Although phenotypically similar to patients with common EGFR mutations, patients with EGFR ex20-mut had worse survival, perhaps due to the lack of targeted therapies. Chemotherapy was superior to conventional EGFR TKIs in patients with EGFR ex20-ins, although there was moderate activity of TKIs in S ...

  • June 22, 2021

    Key Points
    • In the current retrospective study, 109 Australian patients with NSCLC harboring epidermal growth factor receptor gene (EGFR) exon 20 insertion (ex20-ins) (excluding T790M) were assessed for clinical characteristics and treatment outcomes.
    • The authors wrote, “Our data reaffirm that platinum-based chemotherapy has superior activity compared with conventional EGFR TKIs in ex20-ins and confirm the moderate activity of such TKIs in patients with S768I exon 20 mutations, in addition to revealing the lack of effectivity of ICI monotherapy. Phenotypically, these patients were very similar to those with activating mutations; however, survival was inferior, likely due to limited availability to specific targeted agents during recruitment.”
    • They added, “Although targeted therapy success has yet to be realized in this subset, several promising agents are emerging targeting the unique, complex, and heterogeneous EGFR exon 20 oncogene. Ultimately, it is hoped that these agents will alter the clinical course of this disease and shift the paradigm from cytotoxic chemotherapy to a new frontier of targeted therapies.”
    • The authors noted that their preliminary analysis indicated that the clinical characteristics of patients with ex20-ins are similar to common EGFR, but the prognosis is worse and akin to the EGFR wild-type population. Response to ICI therapy needs to be elucidated.

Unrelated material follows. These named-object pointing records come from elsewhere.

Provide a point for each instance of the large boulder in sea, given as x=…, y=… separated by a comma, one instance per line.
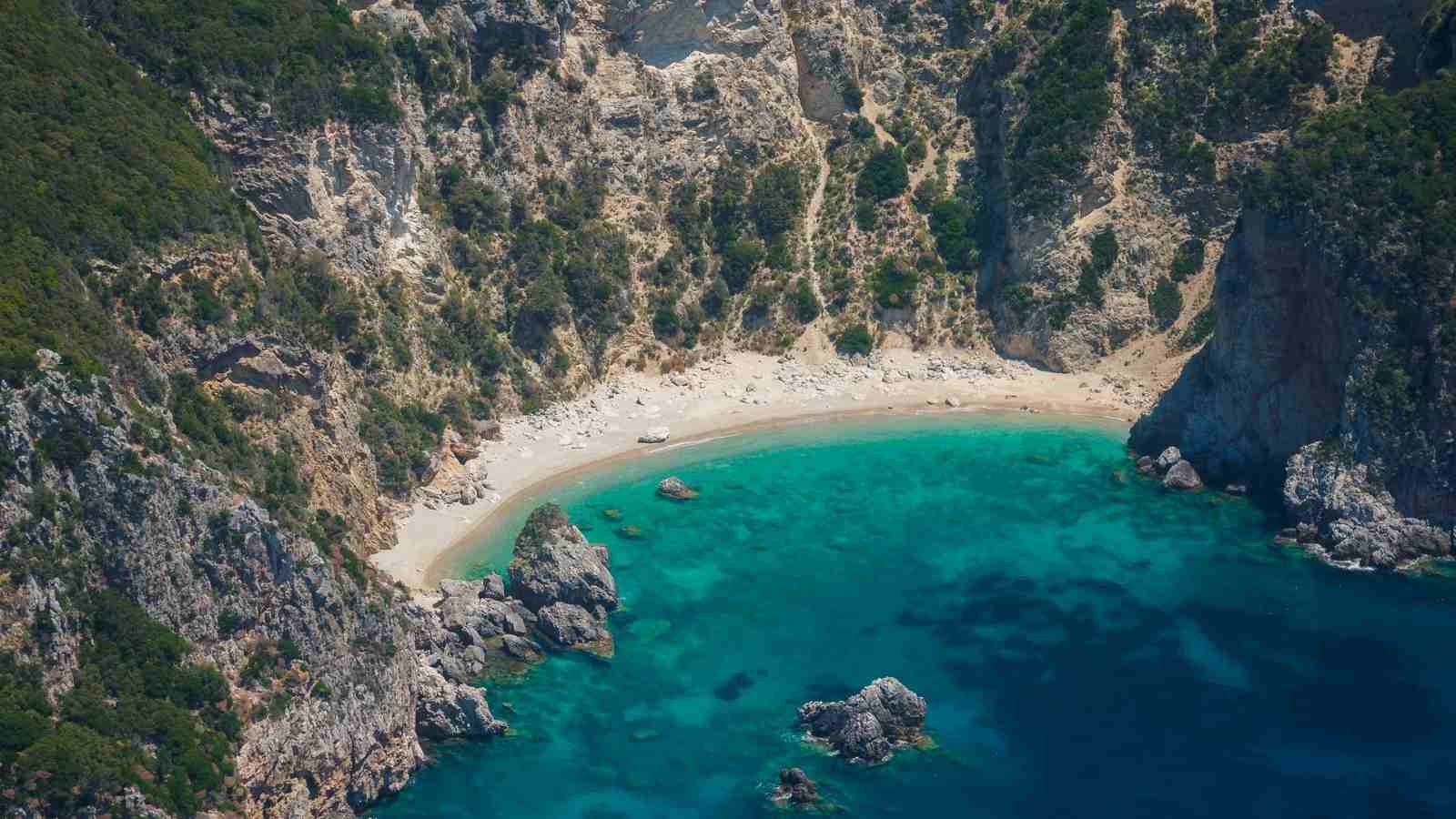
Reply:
x=568, y=624
x=1181, y=475
x=674, y=489
x=866, y=726
x=1168, y=458
x=553, y=562
x=795, y=787
x=449, y=710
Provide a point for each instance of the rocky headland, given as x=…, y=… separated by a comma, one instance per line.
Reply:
x=564, y=581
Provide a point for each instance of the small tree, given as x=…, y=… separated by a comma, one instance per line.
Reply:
x=1165, y=302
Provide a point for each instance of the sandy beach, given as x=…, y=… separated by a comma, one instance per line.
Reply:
x=732, y=392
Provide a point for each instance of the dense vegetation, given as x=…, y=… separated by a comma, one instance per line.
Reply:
x=94, y=162
x=137, y=716
x=1370, y=184
x=1067, y=101
x=303, y=57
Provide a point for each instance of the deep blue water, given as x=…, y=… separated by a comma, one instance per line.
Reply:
x=1088, y=644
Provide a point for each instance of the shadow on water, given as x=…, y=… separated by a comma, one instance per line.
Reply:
x=1088, y=646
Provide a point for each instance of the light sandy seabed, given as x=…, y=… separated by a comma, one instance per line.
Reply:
x=730, y=394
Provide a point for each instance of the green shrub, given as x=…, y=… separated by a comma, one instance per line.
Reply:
x=1089, y=286
x=740, y=259
x=805, y=303
x=306, y=57
x=402, y=439
x=1200, y=329
x=855, y=339
x=1104, y=249
x=776, y=198
x=953, y=223
x=1067, y=104
x=895, y=283
x=1165, y=302
x=137, y=716
x=885, y=175
x=866, y=217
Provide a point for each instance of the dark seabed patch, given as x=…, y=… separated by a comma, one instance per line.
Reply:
x=1087, y=646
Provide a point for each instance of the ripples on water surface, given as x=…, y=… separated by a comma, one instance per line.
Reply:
x=1088, y=644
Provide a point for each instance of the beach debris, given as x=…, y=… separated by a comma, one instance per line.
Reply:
x=795, y=787
x=866, y=726
x=674, y=489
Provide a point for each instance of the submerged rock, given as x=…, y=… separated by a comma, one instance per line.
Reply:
x=674, y=489
x=868, y=726
x=1181, y=475
x=795, y=787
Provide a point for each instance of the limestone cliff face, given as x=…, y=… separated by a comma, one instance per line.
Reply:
x=220, y=571
x=1329, y=380
x=1273, y=378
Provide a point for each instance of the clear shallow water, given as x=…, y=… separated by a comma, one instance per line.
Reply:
x=1088, y=646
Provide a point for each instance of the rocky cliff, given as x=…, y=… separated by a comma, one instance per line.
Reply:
x=1330, y=375
x=288, y=263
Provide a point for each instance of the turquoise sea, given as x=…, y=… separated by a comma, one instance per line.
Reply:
x=1089, y=646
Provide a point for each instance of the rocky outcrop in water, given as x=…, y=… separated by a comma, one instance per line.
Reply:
x=674, y=489
x=868, y=726
x=795, y=787
x=449, y=710
x=564, y=581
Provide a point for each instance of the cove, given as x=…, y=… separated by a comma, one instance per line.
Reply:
x=1088, y=643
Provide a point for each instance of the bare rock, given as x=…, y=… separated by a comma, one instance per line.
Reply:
x=1168, y=458
x=570, y=625
x=492, y=588
x=1181, y=475
x=553, y=562
x=655, y=435
x=674, y=489
x=449, y=710
x=795, y=787
x=868, y=726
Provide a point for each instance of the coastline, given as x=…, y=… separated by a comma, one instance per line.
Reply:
x=725, y=397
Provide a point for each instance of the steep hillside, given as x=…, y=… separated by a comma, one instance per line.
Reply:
x=268, y=268
x=1331, y=368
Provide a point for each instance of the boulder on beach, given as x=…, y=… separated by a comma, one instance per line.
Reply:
x=795, y=787
x=655, y=435
x=1181, y=475
x=866, y=726
x=553, y=562
x=674, y=489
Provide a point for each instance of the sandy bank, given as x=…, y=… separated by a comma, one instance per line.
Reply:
x=734, y=392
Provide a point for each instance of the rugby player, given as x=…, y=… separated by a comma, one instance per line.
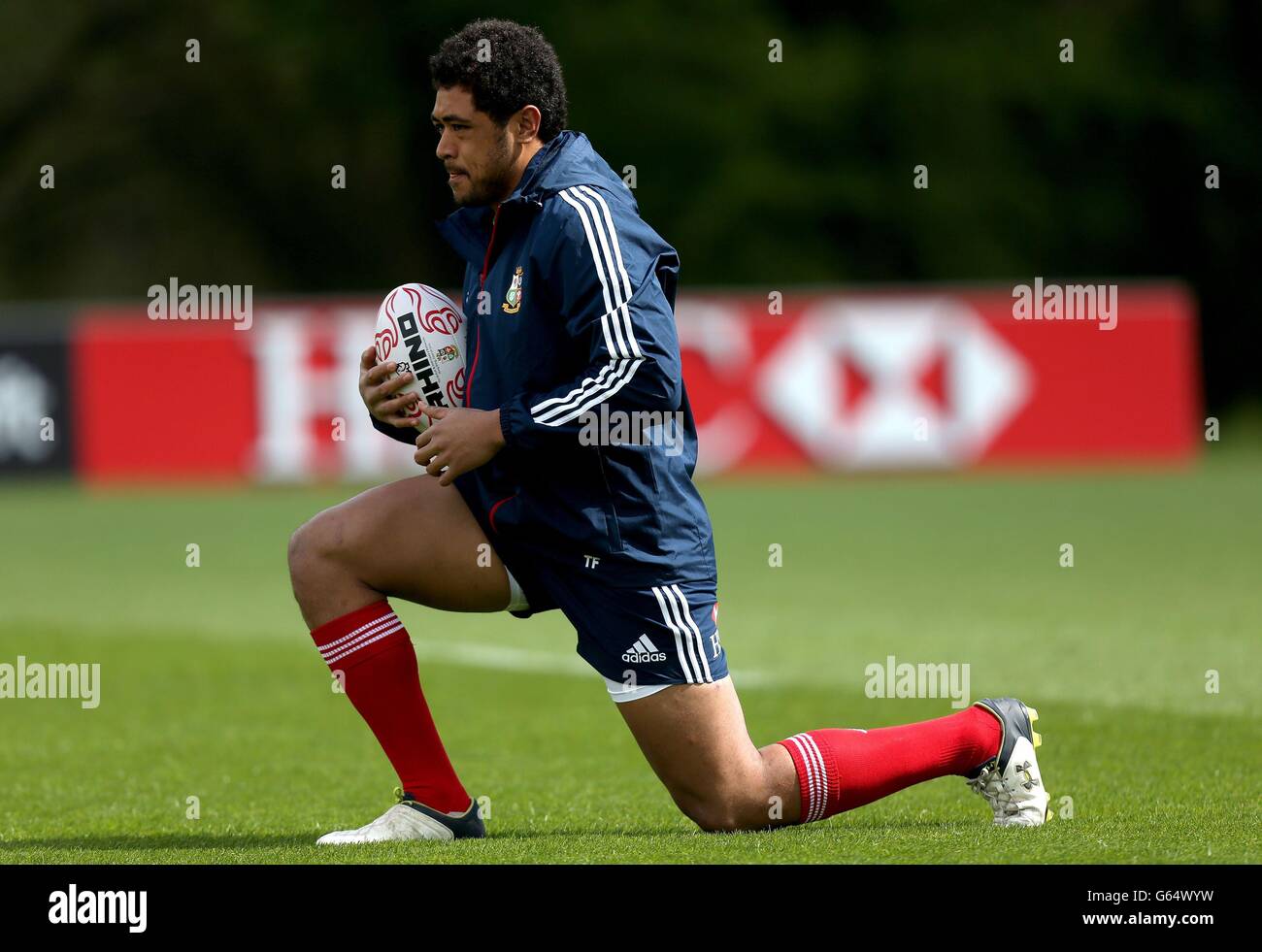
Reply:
x=569, y=300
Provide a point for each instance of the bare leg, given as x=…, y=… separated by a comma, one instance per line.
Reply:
x=695, y=740
x=413, y=539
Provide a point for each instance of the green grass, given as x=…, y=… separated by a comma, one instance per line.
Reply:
x=213, y=689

    • One limitation of the current study was its use of different platforms such as PCR and next-generation sequencing based on its retrospective nature. Consequently, patients in this cohort may not reflect the full gamut of advanced NSCLC and EGFR exon 20 insertion mutations. Furthermore, there was non-centralized analysis of scans and tumor evaluations at regular intervals, which could have affected ORR, PFS, and OS. In particular, cases of healthier patients administered first-line chemotherapy who lived longer could have served as a source of selection bias.